Prof Ged Martin tells a story of near incest, claims of murder and an exhumation

For the Reverend George Fielding, North Ockendon must have seemed a snug billet. The job was well paid, with a comfortable Rectory.

The “scattered village and parish”, as it was called in 1848, contained just 300 people – but supported two grocers, a shoemaker, a baker, a blacksmith and a village inn.

Unlike radical South Ockendon, where barely a dozen people attended the Anglican church, North Ockendon’s peasants deferred to the parson and the local farmers.

Hence James Lister’s private life was a shocking problem.

A farm labourer and good at managing horses, James Lister was born about 1813 at Little Wakering, on the marshes behind Southend.

By 1840, he was living at North Ockendon, with his wife Sarah.
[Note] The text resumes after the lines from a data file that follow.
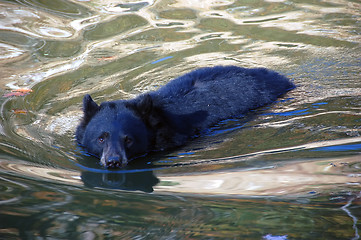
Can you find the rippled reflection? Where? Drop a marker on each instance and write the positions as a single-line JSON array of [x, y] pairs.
[[300, 157]]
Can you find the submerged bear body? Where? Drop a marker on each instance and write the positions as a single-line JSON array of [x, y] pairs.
[[118, 131]]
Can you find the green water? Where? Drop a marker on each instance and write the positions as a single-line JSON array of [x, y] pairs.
[[288, 171]]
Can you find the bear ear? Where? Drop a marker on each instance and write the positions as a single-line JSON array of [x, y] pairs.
[[145, 105], [90, 108]]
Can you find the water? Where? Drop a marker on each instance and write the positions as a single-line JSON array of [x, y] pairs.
[[287, 171]]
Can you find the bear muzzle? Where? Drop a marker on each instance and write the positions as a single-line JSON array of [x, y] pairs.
[[111, 159]]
Ten years older than James, it was her second marriage: as Mrs Skimpley, she already had seven children.

James and Sarah went on to have two more children of their own.
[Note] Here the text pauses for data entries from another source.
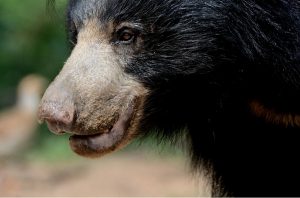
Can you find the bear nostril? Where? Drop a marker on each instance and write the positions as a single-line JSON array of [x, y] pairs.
[[59, 118]]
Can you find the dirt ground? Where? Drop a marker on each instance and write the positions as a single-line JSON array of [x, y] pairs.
[[114, 175]]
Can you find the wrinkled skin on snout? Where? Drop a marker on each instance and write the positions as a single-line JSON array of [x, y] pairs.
[[92, 97]]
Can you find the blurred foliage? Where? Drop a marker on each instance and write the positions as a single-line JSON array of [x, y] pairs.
[[32, 41]]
By the time of the 1851 census, only three of the nine offspring lived at home: Ann Skimpley, reported to be 21, and her 13 year-old brother Richard, already working on a farm, plus six-year-old Henry Lister.

Aged 47, Sarah had died during the summer of 1850.

The census, taken on 30 March 1851, revealed the horrifying sequel.

Ann Skimpley had succeeded her mother not just as Lister’s housekeeper. One month earlier, she had given birth to a boy, Alfred Lister. James was the father.

Sarah had barely gone to her grave before James Lister had seduced his own step-daughter.

He’d told the census taker that Ann was 21, and so an adult, but she was probably just sixteen when the relationship started.

But the Reverend Mr Fielding could do nothing about this scandal.

Although the census described Ann as Lister’s adopted daughter, there was almost certainly no legal connection between them. Nor were they blood relations. Prosecution for incest was impossible.

In those barbarous times, the age of consent was just twelve. (It was raised to sixteen after an outcry over child prostitution in 1885.) If Ann agreed that she’d consented to the relationship – as she would have been bullied into saying – nobody could intervene.

Lister was sacked from his farm job and evicted from his tied cottage, but he quickly secured work as an ostler at the village inn. Worse still, Ann had a second child.

But there were strains in the relationship, with some blazing rows.

In one of them, Ann yelled at James: “You are not going to poison me as you did my mother.”

Tipped off by concerned locals, Rector Fielding pounced. Maybe the problem could be solved by getting Lister hanged for murder.

Fielding travelled to Romford and persuaded the district coroner to authorise an inquest on Sarah’s death.

On Friday, October 29, 1852, her body was exhumed from North Ockendon churchyard, and taken to a nearby shed.

A coroner’s jury watched as a local surgeon removed the innards from the badly decomposed corpse for investigation.

“Lister stood close by during the examination, apparently an unconcerned observer.”

The jurors were ordered to return ten days later.

Everything looked set for a sensational murder case, with a sordid sex angle thrown in – just what the Victorians loved!

But – that’s where the story ended. There were no further reports. Obviously, no trace of poison was found. James Lister was not hanged.

But he did leave North Ockendon. The 1861 census found him working at Chadwell St Mary, near Tilbury. His son Henry, now sixteen and an agricultural labourer, was still with his father. He can’t have had much of a childhood.

Mary Warner, a married woman, shared the cottage as a “lodger”. By 1871, she was the third Mrs Lister. How much did she know about her husband’s earlier life?

The abused stepdaughter Ann Skimpley and her children disappear. Perhaps she married. Maybe she emigrated. Perhaps they died.